Both let you scan a 128-bit SSE register (treating it as either 16 8-bit characters or 8 16-bit characters) and perform all kinds of searches/comparisons. The instructions are configurable; you supply a control word that specifies all of the different variations of the instructions. For example, are the input values signed or unsigned, are we comparing against ranges or specific values, etc.

The reciprocal throughput of these instructions is high (2 cycles) but the latency is annoyingly slow (9 cycles). This means that you have to wait nine cycles after issuing the instruction before you can use the result. It’s hard to think of too many useful things you can execute in parallel while you’re waiting for that answer. As a side note, these figures come from Intel’s IntelÂ® 64 and IA-32 Architectures Optimization Reference Manual, which says that the latency number is a worst case estimate:

Actual performance of these instructions by the out-of-order core execution unit can range from somewhat faster to significantly faster than the latency data shown in these tables.

I’m not enough of a hardware geek to know what to actually expect.

Still, that’s nine cycles to wait before getting a lot of really useful information. In addition to returning the index or mask, the instructions set several of the flags in useful ways.

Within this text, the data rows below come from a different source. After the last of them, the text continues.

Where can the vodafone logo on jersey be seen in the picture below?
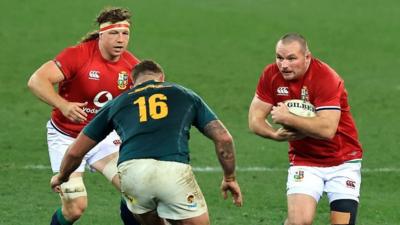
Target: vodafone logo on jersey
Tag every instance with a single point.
(94, 75)
(99, 100)
(102, 98)
(282, 91)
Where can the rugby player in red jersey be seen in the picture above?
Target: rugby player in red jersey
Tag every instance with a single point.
(88, 75)
(324, 151)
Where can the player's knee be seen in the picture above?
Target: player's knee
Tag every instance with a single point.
(73, 189)
(110, 171)
(344, 212)
(74, 213)
(298, 221)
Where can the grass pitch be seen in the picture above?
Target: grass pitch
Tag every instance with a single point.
(217, 48)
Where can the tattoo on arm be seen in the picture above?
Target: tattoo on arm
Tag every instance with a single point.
(224, 146)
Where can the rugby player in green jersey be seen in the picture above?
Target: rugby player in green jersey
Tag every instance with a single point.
(153, 120)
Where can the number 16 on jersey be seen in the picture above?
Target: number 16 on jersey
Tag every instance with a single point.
(154, 106)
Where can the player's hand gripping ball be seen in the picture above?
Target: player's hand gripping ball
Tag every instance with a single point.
(300, 108)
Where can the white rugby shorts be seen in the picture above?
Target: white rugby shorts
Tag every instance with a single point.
(168, 187)
(338, 182)
(58, 143)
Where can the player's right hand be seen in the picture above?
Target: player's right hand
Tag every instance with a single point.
(55, 184)
(287, 134)
(74, 111)
(233, 187)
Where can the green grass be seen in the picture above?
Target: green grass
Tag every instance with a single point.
(218, 48)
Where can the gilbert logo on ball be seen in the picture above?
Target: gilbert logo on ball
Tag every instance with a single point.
(300, 108)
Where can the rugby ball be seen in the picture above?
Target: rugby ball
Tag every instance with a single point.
(300, 108)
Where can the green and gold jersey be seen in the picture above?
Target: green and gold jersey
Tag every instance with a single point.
(153, 120)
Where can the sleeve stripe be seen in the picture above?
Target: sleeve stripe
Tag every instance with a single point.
(327, 108)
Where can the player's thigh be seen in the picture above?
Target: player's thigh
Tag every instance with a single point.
(344, 182)
(304, 189)
(171, 183)
(104, 156)
(58, 144)
(305, 180)
(203, 219)
(301, 208)
(150, 218)
(73, 196)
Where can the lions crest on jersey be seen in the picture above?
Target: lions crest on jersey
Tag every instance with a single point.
(122, 80)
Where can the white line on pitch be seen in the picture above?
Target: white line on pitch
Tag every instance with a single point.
(210, 169)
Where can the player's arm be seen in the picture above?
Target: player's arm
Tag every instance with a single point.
(225, 150)
(258, 112)
(72, 159)
(42, 82)
(323, 126)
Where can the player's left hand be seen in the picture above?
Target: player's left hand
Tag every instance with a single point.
(233, 187)
(289, 134)
(279, 113)
(55, 184)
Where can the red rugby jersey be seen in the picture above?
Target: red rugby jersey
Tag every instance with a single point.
(90, 78)
(324, 88)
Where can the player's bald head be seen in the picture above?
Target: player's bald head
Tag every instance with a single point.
(294, 37)
(147, 67)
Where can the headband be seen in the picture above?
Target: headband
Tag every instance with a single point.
(113, 26)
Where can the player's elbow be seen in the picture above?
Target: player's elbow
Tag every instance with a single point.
(31, 83)
(328, 133)
(253, 124)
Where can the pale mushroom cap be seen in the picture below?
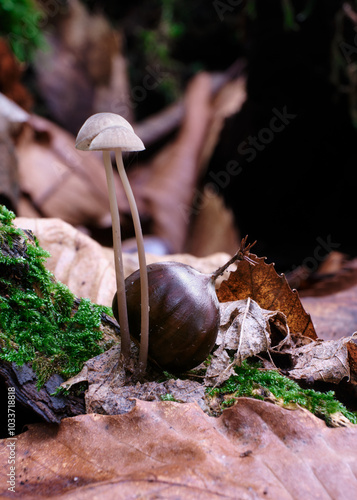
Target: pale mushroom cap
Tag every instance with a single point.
(108, 131)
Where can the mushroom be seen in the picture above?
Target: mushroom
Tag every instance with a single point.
(110, 132)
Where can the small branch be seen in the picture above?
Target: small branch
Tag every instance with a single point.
(242, 254)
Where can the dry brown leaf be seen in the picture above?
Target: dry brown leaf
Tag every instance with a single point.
(167, 450)
(165, 188)
(60, 180)
(334, 315)
(84, 72)
(325, 361)
(245, 331)
(271, 291)
(76, 260)
(86, 267)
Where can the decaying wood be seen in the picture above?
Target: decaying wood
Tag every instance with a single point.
(43, 403)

So what processors have SSE 4.2? Or in other words, how long will my impatient self have to wait to try them out? Apparently SSE 4.2 is available on Penryn, which is the second-gen Core 2, which debuted in 2007/2008. It uses a “45 nm process”, which I’m sure means something to hardware geeks but not to me. All I know is that it’s not the Core 2 that’s inside the MacBook Pro sitting on my lap. And of course SSE 4.2 is in the new Nehalem.